Glacier melting’s link to climate change confirmed

Study finds warming ‘virtually certain’ to blame in many cases of dwindling ice

Nigardsbreen glacier

ON THIN ICE  Shrinking glaciers such as Nigardsbreen in Norway are virtually certain to be victims of climate change, new research shows.

Andrey Manubrium/Flickr (CC BY-NC-SA 2.0)

The decades-long dwindling of glaciers is “categorical evidence of climate change,” a new study affirms.

The link between global warming and glacial retreat had previously garnered only a “likely,” or at least 66 percent probability, rating from the Intergovernmental Panel on Climate Change. Comparing the long-term decline of 37 glaciers, researchers estimate that all but one are “very likely” – or with at least 90 percent probability – the result of climate change.

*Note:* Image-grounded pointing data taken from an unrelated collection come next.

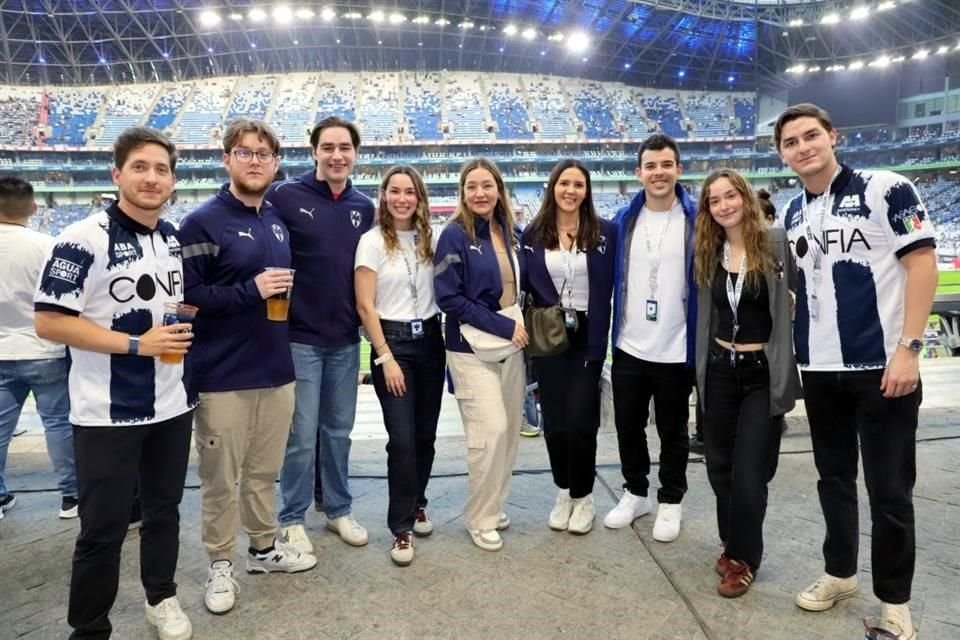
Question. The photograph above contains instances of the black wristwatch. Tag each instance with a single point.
(914, 345)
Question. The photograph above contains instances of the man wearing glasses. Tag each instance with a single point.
(236, 255)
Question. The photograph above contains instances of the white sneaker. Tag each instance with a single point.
(348, 529)
(581, 520)
(627, 510)
(169, 619)
(220, 595)
(896, 617)
(825, 592)
(296, 535)
(667, 526)
(284, 558)
(562, 508)
(486, 539)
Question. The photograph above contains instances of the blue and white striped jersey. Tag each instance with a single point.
(849, 312)
(117, 273)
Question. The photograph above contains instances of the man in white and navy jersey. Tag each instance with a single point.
(102, 293)
(867, 276)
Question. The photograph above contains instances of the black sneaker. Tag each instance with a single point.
(69, 508)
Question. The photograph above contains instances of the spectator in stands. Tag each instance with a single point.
(654, 316)
(477, 273)
(745, 365)
(393, 278)
(861, 310)
(29, 364)
(102, 293)
(570, 262)
(237, 255)
(326, 216)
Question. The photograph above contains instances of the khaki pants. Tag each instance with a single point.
(241, 436)
(490, 396)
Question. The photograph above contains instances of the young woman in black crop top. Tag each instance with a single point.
(744, 359)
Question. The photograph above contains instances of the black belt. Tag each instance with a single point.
(404, 330)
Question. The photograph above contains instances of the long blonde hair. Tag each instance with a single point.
(466, 218)
(421, 217)
(709, 236)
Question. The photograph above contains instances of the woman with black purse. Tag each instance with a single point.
(569, 262)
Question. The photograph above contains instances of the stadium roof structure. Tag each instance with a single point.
(691, 44)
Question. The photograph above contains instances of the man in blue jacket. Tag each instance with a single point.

Natural variability and complex dynamics make sussing out climate change’s role in glacial retreat difficult. Earth system scientist Gerard Roe of the University of Washington in Seattle and colleagues calculated the natural ups and downs of well-documented glaciers from around the world. The researchers then noted how far the glaciers have drifted from that natural variability and compared that trend with changes in the nearby climate.

For 21 out of the 37 glaciers, the researchers say it is “virtually certain” that climate change caused the glaciers’ retreat, the researchers report December 12 in Nature Geoscience. Glaciers hold about 75 percent of Earth’s freshwater and their decline serves as a canary in the coal mine for climate change.